En la primera consulta, el cirujano vascular comenta las molestias, el estado de salud y el estilo de vida. Después realiza una exploración física. A menudo la complementa con una ecografía, un estudio Doppler, una tomografía computarizada (TC) o una resonancia magnética (RM) para visualizar bien los vasos sanguíneos.
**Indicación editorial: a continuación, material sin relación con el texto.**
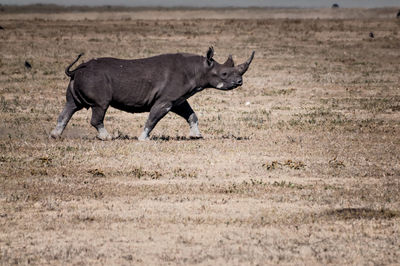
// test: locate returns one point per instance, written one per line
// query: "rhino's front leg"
(184, 110)
(98, 114)
(157, 112)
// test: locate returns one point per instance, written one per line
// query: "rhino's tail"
(71, 73)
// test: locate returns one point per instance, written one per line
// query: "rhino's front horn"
(243, 67)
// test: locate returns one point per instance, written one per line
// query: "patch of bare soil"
(300, 165)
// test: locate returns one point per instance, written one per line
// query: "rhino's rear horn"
(243, 67)
(229, 62)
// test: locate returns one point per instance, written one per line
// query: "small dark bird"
(28, 65)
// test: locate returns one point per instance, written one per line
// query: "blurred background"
(216, 3)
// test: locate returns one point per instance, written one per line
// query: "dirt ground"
(300, 165)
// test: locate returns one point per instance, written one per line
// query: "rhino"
(157, 84)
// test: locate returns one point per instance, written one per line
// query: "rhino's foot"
(194, 132)
(145, 135)
(195, 136)
(103, 134)
(55, 134)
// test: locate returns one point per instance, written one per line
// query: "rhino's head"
(225, 76)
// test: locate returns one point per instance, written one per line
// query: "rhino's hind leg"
(184, 110)
(98, 114)
(70, 108)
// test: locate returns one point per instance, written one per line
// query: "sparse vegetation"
(300, 165)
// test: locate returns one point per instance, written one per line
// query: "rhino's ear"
(229, 62)
(210, 54)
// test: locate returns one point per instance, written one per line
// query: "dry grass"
(298, 166)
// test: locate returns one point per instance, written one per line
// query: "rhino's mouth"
(232, 86)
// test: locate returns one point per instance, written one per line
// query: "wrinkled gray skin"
(157, 85)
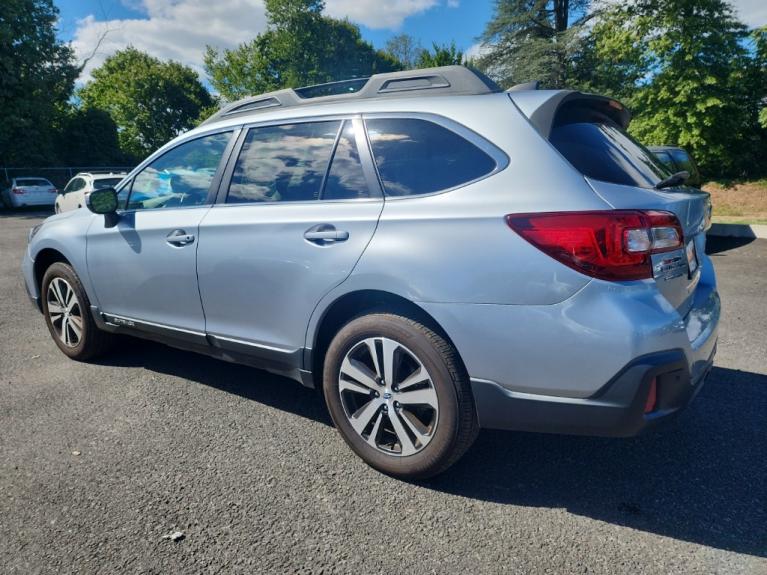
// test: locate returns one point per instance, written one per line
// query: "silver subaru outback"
(434, 254)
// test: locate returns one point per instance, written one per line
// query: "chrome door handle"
(325, 233)
(179, 238)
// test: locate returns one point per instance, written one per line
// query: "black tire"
(92, 341)
(456, 427)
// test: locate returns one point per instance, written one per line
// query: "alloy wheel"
(388, 396)
(65, 312)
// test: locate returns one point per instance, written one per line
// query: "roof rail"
(526, 86)
(442, 81)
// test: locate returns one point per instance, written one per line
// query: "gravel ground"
(99, 462)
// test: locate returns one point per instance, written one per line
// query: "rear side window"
(416, 157)
(599, 148)
(283, 163)
(32, 182)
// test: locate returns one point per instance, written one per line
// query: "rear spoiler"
(544, 109)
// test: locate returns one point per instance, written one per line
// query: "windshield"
(601, 150)
(106, 183)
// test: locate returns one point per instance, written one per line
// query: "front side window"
(417, 156)
(180, 177)
(284, 163)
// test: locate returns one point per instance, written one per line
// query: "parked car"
(29, 191)
(434, 254)
(678, 160)
(73, 196)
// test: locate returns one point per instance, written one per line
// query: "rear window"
(106, 183)
(32, 182)
(599, 149)
(416, 157)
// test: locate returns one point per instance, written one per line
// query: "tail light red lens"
(614, 245)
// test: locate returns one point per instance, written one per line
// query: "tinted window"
(346, 179)
(283, 163)
(601, 150)
(420, 157)
(32, 182)
(682, 160)
(665, 159)
(180, 177)
(106, 183)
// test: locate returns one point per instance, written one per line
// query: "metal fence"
(58, 176)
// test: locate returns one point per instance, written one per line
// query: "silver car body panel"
(518, 318)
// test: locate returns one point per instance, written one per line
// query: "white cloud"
(475, 51)
(177, 30)
(180, 29)
(377, 13)
(753, 13)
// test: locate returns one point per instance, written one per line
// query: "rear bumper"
(617, 410)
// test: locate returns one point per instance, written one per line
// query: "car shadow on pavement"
(718, 244)
(255, 384)
(700, 478)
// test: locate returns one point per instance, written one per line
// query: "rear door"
(298, 207)
(624, 173)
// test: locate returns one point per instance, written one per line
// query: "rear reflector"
(652, 396)
(614, 245)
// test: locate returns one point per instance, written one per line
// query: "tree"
(37, 75)
(88, 137)
(150, 101)
(682, 66)
(300, 47)
(404, 49)
(447, 55)
(534, 40)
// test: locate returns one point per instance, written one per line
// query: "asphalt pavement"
(100, 463)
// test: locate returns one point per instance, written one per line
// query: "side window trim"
(363, 149)
(330, 160)
(131, 177)
(500, 157)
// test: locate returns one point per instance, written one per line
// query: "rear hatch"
(590, 132)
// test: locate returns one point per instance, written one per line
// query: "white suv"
(74, 194)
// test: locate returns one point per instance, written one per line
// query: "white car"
(29, 192)
(73, 195)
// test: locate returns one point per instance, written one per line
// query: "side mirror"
(103, 201)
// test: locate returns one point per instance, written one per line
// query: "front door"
(292, 227)
(144, 269)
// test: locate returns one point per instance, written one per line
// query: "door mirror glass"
(103, 201)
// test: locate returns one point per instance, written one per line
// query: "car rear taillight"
(614, 245)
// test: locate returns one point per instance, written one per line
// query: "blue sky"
(180, 29)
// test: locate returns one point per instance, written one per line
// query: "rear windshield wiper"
(673, 180)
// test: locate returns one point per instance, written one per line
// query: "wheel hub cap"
(388, 396)
(64, 312)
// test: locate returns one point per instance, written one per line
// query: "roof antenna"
(526, 86)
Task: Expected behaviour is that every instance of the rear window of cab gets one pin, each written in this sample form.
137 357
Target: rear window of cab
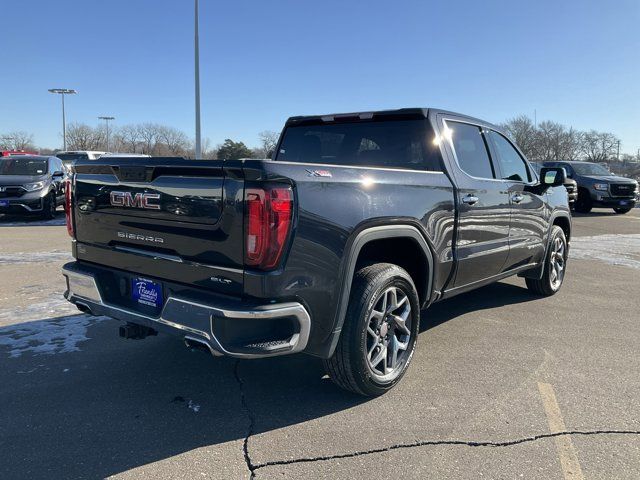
399 144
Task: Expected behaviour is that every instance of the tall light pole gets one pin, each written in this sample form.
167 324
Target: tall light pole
63 92
106 120
197 74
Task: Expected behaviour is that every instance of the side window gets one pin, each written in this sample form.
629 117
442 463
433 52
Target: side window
512 165
470 149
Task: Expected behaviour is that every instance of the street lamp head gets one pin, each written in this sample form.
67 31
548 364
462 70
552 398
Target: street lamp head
68 91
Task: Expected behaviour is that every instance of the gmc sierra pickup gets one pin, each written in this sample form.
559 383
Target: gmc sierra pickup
331 248
598 187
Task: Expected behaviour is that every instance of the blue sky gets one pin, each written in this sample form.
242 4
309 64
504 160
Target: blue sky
576 62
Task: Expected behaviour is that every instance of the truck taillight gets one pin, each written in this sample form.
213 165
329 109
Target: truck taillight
68 207
269 213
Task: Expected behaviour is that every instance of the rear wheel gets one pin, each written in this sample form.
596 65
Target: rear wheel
49 207
380 331
583 203
555 266
622 211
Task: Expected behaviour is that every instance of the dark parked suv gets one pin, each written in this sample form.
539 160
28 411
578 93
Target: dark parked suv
31 185
598 187
332 248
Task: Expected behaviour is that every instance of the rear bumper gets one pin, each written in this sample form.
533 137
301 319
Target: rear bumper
20 206
225 327
605 201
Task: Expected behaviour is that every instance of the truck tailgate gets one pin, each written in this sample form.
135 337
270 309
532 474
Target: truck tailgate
170 219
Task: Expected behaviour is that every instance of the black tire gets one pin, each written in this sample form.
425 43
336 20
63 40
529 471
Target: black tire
49 207
547 285
621 211
583 204
350 366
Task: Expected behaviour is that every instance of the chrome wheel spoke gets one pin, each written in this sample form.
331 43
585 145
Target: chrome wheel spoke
401 324
382 354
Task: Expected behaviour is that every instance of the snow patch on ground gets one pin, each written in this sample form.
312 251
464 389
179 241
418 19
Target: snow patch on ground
56 328
47 337
34 257
623 250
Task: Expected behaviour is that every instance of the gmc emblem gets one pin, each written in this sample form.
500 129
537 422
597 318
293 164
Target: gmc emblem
138 200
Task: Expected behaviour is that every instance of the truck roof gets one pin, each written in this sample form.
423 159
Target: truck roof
397 114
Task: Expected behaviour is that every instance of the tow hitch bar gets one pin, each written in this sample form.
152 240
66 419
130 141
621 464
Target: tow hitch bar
135 332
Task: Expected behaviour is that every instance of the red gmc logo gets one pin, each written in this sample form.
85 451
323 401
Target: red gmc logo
136 200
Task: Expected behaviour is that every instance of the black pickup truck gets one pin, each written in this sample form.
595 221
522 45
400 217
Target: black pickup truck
331 248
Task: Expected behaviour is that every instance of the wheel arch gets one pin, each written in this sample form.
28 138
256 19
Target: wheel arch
559 218
361 249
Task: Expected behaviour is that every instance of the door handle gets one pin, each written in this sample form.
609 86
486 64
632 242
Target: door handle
470 199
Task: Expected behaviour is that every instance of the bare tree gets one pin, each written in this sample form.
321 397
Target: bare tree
522 131
18 140
126 138
599 146
174 141
83 137
268 143
148 133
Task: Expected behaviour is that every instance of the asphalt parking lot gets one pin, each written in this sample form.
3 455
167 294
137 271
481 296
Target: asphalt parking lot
503 385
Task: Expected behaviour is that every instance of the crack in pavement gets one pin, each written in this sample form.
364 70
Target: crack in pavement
468 443
252 421
253 467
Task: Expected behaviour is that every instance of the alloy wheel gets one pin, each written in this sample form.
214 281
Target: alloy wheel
389 333
557 263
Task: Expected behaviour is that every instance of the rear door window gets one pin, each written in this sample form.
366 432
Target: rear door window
471 149
512 165
384 144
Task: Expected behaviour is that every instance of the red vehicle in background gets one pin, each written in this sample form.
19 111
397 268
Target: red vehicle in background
6 153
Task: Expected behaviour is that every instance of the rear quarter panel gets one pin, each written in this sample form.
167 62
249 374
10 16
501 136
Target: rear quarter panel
332 210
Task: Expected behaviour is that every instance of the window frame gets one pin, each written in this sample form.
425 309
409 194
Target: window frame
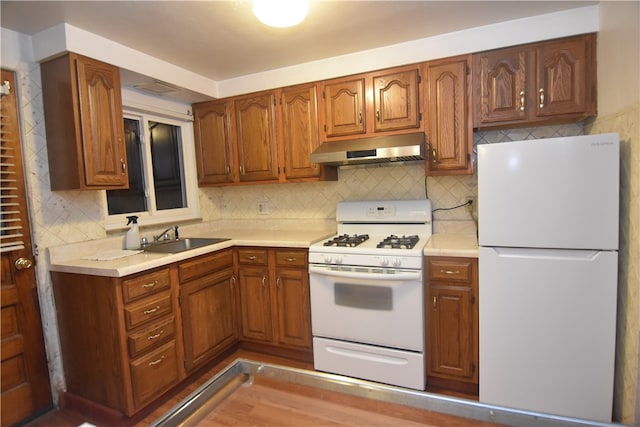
153 216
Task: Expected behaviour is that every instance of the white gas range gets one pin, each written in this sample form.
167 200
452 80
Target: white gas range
367 292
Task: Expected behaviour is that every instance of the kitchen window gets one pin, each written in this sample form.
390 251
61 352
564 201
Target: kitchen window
162 181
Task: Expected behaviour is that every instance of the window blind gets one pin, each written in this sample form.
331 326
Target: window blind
12 200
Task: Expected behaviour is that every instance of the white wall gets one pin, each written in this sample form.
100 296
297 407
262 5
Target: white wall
618 56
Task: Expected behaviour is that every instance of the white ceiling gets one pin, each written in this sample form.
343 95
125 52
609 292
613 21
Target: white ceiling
221 39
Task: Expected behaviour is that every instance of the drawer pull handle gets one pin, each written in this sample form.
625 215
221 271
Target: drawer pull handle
152 310
154 336
155 362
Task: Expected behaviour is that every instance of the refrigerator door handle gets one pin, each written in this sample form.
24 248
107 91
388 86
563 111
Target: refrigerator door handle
548 254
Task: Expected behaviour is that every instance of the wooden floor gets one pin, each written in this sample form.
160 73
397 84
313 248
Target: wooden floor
268 402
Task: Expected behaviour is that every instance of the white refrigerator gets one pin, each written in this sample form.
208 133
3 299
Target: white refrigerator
548 262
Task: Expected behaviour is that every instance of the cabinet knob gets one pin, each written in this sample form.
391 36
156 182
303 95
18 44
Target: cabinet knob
23 264
151 310
154 336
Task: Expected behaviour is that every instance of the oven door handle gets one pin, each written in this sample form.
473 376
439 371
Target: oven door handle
398 275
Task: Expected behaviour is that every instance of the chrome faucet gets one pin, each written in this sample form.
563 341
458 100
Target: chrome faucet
164 235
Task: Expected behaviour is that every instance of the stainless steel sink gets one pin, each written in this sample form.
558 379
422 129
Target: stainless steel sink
183 244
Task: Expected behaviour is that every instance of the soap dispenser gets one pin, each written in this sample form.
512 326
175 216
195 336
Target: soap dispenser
132 239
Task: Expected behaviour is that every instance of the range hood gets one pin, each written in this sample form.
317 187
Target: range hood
381 149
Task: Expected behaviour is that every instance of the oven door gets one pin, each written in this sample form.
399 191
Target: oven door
379 306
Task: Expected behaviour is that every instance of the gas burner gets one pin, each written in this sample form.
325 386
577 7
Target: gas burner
395 242
346 240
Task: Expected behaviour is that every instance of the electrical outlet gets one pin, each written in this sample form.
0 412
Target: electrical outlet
471 207
264 207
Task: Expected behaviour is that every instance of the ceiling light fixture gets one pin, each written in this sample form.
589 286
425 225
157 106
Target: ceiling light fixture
280 13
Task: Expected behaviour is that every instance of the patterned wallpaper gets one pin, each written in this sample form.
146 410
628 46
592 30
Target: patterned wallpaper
72 216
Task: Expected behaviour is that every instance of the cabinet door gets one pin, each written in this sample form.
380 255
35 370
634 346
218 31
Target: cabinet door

No siempre es necesaria una operación. El tratamiento suele comenzar con consejos de estilo de vida, dejar de fumar, medicación y/o un programa de ejercicios. Si este enfoque no da un resultado suficiente o la irrigación está gravemente reducida, el cirujano vascular realiza una intervención, como una angioplastia, la colocación de un stent o un bypass.
La relación entre el cirujano vascular y el fisioterapeuta
Especialmente en la claudicación intermitente existe colaboración entre el fisioterapeuta y el cirujano vascular. Debido a los estrechamientos arteriales, durante la marcha llega demasiado poco oxígeno a los músculos de las piernas. Esto causa dolor o calambres, por lo que las personas tienen que pararse cada vez con más frecuencia para recuperarse antes de poder seguir caminando.
En esta afección, la terapia de marcha supervisada suele ser el primer paso del tratamiento. Por ello, el cirujano vascular remite a menudo a un fisioterapeuta especializado en enfermedad arterial periférica. Caminar con regularidad bajo supervisión aumenta la distancia de marcha, mejora la condición física y reduce las molestias. Solo cuando este tratamiento no tiene efecto suficiente se contempla una angioplastia o una operación.
También después de una cirugía vascular o de una angioplastia, el fisioterapeuta desempeña un papel importante. El tratamiento se centra entonces en mejorar la condición física, la fuerza muscular y en recuperar la confianza al moverse. Además, recibirás consejos sobre un estilo de vida activo y la prevención de nuevos problemas vasculares.